Digitized dancehall quickly took over in the years following Bob Marley's 1981 passing, supplanting roots aesthetics for the remainder of the decade. But that dominance was less a response to reggae's loss of a figurehead than a gesture of mimesis and respect to hip-hop, at that time enjoying what some would term its creative peak. Again reggae purists decried the thematic shift from Selassie and Garvey to guns and gals, as well as the musical move from the visceral juiciness of live drums, bass, and rhythm guitar to drum machines and computer effects. But the dichotomy of roots and dancehall is an illusion. Reggae as a whole was born inside a poor man's party, the Jamaican dancehall, and dancehall energy continues to motor the music's creativity today. Those early open-air, impromptu parties, circumscribed by towers of homemade speakers carted around the island on flatbed trucks, and equipped with a solitary turntable, also set the hip-hop template. At first the Jamaican MC's (still referred to there as a DJ) role on the mike was simply to fill between-disc blank spots. Soon, however, the MC's chat became as important as the actual discs with which he was mated. Hip-hop evolved similarly when Jamaican immigrant Kool Herc brought the same mobile disco to the Bronx, substituting funk tracks for reggae (and adding that crucial second turntable for crosscutting choice vinyl breaks). It's no coincidence that so many of hip-hop's seminal MCs were of Jamaican descent, and that as hip-hop continues to expand its present-day pop dominance, it inevitably brings dancehall with it.

Of the many who trod Bob's path by sticking to classic roots, it could be said that only his sons (all of whom have literally inherited their father's vocal sound) have the right to be slavishly Bobish. Yet Ziggy Marley and the Melody Makers (composed of Bob's three children with wife Rita: Ziggy, Stephen, and Cedella, as well as Rita's daughter Sharon Marley and singer Eric Newell) never scored high marks in the ethnic reggae arena, crossing over only to the American college/alternative music market to which Bob's own music has always appealed. But Chant Down and another 1999 release, Country Journey, written and recorded by Ky-Mani (Marley's Miami-raised son with Anita Bell Davis), are essentially hip-hop, and more in line with the reggae ambassador's legacy to black America. Ky-Mani, especially, beams a charismatic and modern urban presence that suggests the New Millennium Bob, if such an entity is possible, might turn out to be a Marley after all.

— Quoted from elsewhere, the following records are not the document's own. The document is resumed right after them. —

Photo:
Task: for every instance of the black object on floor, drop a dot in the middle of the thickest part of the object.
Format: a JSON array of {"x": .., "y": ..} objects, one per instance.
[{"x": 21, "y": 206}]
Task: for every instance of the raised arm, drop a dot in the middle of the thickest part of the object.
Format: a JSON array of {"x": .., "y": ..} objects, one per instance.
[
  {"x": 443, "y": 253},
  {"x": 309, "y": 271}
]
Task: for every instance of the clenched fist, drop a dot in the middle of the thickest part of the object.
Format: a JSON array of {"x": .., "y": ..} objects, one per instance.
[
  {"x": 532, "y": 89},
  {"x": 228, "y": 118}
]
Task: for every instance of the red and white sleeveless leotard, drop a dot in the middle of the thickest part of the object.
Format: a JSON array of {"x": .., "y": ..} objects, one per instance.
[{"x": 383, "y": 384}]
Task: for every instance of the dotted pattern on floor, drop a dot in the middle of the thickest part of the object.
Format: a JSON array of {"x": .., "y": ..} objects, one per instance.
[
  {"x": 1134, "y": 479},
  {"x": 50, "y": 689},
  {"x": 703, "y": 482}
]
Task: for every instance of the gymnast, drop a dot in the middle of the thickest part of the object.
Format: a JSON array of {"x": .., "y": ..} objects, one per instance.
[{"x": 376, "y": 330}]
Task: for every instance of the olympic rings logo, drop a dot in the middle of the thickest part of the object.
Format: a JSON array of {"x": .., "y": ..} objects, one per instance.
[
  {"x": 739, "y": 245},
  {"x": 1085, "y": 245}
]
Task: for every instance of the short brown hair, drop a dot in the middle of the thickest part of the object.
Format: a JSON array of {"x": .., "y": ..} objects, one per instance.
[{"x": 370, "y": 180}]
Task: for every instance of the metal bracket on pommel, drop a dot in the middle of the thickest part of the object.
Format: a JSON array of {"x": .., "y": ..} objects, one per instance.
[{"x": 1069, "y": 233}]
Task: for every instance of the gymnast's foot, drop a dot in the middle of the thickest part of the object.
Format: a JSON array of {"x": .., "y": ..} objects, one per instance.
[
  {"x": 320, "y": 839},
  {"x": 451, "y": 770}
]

No one would celebrate a hip-hop-dancehall connection more wholeheartedly than Bob, a universal thinker who wrote and sang "Punky Reggae Party" in 1977 to underscore the brotherhood of righteous rage that linked British punks with Caribbean Rastas. On the other hand, no one would lament more how that legacy contributes to the floundering of so many emerging roots-style reggae artists. Because Bob still stands as the platinum standard by which all reggae hopefuls are judged, his example continues to spawn countless dreadlocks-tossing, forehead-clutching clones who warble Jah's praises and predict Babylon's downfall ad nauseum. Literal-minded Bobishness fails because it misses the point: Bob's willingness to reach inside and retrieve elements of the nakedly personal that hit with the breath-stealing impact of the universal. Whether bigging up the international sufferah, praising The Father, pledging rootical love to a woman, or relating vivid anecdotes drawn from ghetto life, Bob -- much like hip-hop's finest -- always kept it real.